The inclusion of mineral and ore imports in EU chemicals legislation REACH will raise costs for exporters and could even damage third world communities, Australia and South Africa have warned.

Under the proposed REACH legislation, importers of metals and alloys would have to know the properties of all the substances being imported, but third countries warn that it is likely to fall to the exporter to provide the necessary information and therefore incur the extra cost.

The South African ambassador to the EU, Jerry Matjila, told European Voice that many mines are part-owned by the government, which means that increased costs will see the government struggling to fund their social programmes.

He also fears that REACH could worsen unemployment figures, which in some regions of South Africa is as high as 40%. Mining exports account for more than 16% of gross domestic product (GDP) in South Africa and the industry directly employs 1.3m people.

"Many South African companies will not have the capacity to deal with REACH," he said. "We are already dealing with a lot of instability and any activity like REACH will make things worse."

Matjila argues that the Commission should carry out further impact assessments to see how the legislation would affect vulnerable areas of the world, saying that the executive needs to be aware of the "unintentional consequences" of its plans.

Mzolisi Diliza, CEO of the Chamber of Mines of South Africa, thinks that the added uncertainty of how REACH would affect the mining industry could lead to investors pulling out of the country.

"Business doesn't like uncertainty and will use other options to mitigate risk", he says.

Peter Gray, Australian ambassador to the EU, said that the Commission had "seriously underestimated" the impact of REACH on the mining industry.

According to a study released by the Australian Bureau of Agriculture and Resource Economics, Australian exports of zinc could drop by as much as 16% in the next five years and nickel and lead exports could drop by 11.8% and 6% respectively.

Australian exports of these products are worth €500 million per year and 96% of its nickel is exported to the EU (24% of its lead and 21% of zinc).

"Nickel and iron ore have been around for decades and exports are already covered by health and safety policies."

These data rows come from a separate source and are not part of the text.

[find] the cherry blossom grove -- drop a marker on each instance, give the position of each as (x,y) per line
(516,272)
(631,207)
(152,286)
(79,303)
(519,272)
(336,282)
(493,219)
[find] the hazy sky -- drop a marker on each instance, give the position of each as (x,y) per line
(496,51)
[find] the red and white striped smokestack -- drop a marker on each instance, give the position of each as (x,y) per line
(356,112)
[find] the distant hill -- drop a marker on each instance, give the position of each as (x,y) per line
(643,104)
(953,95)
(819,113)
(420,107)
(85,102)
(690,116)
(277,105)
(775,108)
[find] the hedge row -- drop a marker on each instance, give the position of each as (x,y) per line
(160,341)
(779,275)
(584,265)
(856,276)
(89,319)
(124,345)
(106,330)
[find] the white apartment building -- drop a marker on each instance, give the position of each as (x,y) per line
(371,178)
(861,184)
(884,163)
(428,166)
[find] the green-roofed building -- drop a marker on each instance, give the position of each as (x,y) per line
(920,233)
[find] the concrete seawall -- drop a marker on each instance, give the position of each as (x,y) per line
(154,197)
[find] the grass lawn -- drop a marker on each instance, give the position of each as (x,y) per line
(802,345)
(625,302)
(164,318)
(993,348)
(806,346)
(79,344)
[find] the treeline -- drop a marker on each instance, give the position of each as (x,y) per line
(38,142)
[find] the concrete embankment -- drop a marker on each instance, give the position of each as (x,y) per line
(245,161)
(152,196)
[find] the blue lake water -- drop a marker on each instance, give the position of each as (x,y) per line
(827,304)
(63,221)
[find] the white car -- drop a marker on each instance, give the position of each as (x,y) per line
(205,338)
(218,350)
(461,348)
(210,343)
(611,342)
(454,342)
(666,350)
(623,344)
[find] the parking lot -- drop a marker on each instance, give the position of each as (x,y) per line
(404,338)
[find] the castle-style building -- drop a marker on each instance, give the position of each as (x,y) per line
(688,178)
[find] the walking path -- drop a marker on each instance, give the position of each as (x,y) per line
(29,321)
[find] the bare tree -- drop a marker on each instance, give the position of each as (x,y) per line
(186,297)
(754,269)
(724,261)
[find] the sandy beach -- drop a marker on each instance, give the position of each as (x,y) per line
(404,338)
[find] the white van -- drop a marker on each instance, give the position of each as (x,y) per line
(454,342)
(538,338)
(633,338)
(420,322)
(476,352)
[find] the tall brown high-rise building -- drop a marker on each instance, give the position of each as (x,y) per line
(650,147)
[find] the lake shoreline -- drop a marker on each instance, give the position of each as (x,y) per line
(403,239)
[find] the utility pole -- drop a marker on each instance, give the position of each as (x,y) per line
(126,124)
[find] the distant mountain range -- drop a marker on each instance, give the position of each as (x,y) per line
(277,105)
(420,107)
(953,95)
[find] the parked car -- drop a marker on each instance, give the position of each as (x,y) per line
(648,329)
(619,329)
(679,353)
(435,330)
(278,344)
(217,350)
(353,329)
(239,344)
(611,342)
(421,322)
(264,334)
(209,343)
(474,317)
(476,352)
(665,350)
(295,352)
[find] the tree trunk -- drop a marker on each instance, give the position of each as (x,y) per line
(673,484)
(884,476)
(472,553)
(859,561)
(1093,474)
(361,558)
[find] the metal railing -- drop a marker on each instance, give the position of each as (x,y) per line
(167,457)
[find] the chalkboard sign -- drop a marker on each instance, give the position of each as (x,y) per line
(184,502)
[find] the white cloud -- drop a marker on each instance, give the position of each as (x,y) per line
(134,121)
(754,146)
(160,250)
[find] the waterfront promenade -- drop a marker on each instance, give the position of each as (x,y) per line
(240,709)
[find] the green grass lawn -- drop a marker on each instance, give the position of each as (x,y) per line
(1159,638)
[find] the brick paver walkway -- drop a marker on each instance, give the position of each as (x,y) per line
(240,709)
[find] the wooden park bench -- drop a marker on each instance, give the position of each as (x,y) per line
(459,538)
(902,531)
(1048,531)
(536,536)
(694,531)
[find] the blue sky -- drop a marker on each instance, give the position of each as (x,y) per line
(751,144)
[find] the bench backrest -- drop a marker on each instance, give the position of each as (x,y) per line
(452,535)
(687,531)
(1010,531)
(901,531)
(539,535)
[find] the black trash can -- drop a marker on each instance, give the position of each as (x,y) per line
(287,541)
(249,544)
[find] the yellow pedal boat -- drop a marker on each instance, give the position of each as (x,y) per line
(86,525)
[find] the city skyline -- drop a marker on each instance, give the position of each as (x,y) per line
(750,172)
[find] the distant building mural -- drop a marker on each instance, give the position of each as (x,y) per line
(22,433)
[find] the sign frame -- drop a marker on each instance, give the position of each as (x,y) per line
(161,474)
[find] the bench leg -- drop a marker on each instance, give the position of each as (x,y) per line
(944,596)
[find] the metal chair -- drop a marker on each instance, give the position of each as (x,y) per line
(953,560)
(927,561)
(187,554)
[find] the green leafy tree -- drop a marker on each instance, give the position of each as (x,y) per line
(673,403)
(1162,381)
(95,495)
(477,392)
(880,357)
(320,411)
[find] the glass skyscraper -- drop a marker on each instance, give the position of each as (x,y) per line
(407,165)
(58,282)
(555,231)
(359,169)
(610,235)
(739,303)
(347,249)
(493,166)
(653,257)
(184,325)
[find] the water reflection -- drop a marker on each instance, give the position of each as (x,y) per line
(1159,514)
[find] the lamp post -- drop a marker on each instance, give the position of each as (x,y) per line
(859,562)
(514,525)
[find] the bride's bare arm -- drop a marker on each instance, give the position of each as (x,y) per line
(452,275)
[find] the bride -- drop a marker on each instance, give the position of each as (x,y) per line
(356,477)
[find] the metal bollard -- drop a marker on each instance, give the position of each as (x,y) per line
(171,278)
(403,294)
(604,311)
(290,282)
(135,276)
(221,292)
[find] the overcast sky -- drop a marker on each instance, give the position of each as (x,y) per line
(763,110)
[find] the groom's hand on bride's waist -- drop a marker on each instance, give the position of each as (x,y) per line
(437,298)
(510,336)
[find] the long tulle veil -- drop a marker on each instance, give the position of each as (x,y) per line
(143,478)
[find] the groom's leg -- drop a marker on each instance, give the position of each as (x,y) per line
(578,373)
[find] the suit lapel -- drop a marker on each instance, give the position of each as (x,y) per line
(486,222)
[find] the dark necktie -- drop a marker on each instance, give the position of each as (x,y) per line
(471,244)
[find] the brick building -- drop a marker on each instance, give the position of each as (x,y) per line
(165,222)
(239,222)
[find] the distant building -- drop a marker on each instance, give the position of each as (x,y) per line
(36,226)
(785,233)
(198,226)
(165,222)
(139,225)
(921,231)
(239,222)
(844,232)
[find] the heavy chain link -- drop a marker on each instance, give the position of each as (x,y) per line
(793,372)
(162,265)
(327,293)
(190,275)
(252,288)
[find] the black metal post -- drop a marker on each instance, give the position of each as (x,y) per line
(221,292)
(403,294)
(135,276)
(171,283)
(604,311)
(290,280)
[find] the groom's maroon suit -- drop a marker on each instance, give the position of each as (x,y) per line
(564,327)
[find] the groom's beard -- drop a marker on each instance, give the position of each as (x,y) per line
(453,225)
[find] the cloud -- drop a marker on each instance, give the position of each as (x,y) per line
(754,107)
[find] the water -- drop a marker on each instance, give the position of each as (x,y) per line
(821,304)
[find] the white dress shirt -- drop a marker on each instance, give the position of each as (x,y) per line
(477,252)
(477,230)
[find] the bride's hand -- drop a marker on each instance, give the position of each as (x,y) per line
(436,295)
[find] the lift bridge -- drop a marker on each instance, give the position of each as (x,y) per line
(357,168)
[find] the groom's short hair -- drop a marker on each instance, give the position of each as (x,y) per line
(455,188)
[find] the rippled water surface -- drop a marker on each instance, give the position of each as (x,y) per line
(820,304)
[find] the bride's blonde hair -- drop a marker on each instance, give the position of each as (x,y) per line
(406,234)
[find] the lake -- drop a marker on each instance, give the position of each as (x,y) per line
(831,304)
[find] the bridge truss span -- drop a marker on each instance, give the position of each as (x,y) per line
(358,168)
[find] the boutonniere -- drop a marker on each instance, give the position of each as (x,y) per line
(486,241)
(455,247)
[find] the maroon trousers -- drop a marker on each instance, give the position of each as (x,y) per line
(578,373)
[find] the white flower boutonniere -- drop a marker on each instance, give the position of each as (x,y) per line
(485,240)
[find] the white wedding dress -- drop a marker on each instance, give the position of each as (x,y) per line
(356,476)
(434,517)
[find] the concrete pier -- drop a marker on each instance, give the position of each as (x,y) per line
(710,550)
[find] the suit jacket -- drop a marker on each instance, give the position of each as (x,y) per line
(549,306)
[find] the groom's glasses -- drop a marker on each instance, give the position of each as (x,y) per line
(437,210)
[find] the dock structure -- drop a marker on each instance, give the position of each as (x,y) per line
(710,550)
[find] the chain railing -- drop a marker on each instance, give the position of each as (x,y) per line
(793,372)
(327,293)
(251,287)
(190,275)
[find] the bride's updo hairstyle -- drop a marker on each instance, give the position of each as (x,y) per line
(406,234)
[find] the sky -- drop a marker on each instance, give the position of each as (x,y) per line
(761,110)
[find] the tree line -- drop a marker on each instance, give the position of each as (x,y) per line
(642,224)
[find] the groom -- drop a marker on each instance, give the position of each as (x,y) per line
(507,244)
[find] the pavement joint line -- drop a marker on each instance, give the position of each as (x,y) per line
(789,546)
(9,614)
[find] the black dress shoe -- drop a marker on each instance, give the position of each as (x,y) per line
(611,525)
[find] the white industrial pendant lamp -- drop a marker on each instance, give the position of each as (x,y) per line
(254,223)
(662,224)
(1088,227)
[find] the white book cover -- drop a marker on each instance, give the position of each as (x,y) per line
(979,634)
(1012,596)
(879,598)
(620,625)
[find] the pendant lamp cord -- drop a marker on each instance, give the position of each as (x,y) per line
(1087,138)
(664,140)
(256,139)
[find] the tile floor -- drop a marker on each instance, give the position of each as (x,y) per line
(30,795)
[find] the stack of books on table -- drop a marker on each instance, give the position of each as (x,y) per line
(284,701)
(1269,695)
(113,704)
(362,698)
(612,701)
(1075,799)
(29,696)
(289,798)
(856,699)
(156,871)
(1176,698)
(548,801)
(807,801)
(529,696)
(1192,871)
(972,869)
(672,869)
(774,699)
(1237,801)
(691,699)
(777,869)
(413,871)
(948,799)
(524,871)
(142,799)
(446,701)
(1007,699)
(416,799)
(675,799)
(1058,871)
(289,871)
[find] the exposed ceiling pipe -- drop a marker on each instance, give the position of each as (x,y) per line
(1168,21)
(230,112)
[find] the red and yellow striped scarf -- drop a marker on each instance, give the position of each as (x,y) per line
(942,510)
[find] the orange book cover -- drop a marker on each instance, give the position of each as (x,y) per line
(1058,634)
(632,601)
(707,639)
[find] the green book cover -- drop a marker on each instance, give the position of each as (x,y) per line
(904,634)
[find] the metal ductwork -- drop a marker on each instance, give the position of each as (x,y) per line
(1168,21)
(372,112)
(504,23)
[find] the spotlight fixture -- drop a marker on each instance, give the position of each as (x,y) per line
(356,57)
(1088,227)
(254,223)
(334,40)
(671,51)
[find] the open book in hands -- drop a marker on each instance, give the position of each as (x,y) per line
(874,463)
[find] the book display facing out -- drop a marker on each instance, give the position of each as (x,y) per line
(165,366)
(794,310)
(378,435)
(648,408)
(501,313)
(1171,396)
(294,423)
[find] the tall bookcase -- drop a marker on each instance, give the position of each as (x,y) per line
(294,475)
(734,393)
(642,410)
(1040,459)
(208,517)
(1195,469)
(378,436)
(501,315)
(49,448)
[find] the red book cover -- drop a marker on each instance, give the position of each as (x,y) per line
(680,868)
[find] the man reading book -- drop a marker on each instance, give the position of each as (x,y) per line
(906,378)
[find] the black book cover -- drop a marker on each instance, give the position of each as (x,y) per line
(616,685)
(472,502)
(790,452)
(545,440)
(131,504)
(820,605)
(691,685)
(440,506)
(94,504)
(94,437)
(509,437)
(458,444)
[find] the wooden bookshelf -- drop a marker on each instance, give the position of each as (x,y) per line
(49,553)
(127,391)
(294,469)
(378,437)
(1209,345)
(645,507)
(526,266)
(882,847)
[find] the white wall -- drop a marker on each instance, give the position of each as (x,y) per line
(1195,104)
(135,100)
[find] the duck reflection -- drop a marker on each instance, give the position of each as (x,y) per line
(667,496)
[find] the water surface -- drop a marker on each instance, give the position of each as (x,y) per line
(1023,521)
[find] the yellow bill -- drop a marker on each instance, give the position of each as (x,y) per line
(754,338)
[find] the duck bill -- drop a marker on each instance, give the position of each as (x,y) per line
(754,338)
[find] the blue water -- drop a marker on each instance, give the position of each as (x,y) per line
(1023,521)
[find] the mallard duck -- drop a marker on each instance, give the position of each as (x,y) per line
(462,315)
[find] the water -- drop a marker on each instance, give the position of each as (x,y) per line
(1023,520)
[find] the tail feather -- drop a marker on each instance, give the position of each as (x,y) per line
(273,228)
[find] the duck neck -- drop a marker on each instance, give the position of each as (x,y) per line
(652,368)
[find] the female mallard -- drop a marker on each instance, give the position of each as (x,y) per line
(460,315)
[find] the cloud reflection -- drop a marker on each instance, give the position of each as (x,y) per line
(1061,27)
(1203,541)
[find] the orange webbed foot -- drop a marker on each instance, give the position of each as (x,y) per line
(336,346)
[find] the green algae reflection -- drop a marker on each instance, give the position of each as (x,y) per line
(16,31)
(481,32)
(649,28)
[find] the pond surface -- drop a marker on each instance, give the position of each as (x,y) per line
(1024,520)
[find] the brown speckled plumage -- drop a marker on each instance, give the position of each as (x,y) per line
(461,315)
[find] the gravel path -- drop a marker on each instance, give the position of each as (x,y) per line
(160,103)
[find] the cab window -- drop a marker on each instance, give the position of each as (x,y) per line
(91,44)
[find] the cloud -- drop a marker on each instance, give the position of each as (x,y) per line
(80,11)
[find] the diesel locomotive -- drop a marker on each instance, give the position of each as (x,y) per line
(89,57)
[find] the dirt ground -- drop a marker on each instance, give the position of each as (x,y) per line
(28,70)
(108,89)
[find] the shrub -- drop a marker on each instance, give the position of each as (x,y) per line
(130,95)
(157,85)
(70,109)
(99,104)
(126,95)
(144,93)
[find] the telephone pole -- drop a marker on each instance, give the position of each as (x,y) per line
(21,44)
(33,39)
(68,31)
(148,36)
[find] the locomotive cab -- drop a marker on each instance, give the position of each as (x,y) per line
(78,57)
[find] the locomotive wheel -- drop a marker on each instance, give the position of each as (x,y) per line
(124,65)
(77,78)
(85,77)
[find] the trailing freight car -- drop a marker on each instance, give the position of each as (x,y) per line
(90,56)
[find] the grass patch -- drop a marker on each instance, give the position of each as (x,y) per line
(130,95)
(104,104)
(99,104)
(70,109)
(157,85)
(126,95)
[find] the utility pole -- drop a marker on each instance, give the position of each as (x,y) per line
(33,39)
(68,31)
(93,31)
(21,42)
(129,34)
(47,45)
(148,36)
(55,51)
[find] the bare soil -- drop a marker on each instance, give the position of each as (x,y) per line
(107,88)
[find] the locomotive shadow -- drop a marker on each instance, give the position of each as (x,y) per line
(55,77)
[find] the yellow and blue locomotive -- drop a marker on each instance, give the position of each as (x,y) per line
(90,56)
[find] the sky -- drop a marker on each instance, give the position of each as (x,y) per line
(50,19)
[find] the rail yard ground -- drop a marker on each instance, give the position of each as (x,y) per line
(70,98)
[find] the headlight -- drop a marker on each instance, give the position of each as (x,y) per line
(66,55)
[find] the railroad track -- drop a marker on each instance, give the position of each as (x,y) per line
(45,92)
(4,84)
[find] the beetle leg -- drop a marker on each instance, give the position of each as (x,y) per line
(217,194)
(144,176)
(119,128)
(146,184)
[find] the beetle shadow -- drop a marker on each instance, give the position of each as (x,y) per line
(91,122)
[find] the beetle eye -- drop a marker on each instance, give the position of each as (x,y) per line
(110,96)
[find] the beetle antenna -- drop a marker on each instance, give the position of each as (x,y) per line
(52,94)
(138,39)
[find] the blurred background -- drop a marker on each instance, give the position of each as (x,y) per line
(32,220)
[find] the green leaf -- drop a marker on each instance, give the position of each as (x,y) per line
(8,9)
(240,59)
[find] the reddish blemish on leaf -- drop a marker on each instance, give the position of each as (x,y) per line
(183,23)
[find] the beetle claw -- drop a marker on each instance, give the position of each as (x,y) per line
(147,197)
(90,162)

A Commission official said impurities found in mined minerals and metals, such as cadmium and arsenic, mean that exports must be tested.

"The inherent properties of substances is what's important here," he said. "REACH already exempts minerals and ores if they do not meet the danger criteria."

He said that the Commission was sympathetic to the importance of mining to African countries and added that clarifications on how to apply the legislation would solve "some of the problems" such as having to examine every single shipload for different impurities.

But Australia, he said, had "exaggerated" the impact of REACH on its economy.

Australia and South Africa warned that the inclusion of mineral and ore imports in the EU chemicals legislation (REACH) would raise costs for exporters and could even damage third world communities. Under the proposed REACH legislation, importers of metals and alloys would have to know the properties of all the substances being imported, but third countries warn that it was likely to fall to the exporter to provide the necessary information and therefore incur the extra cost.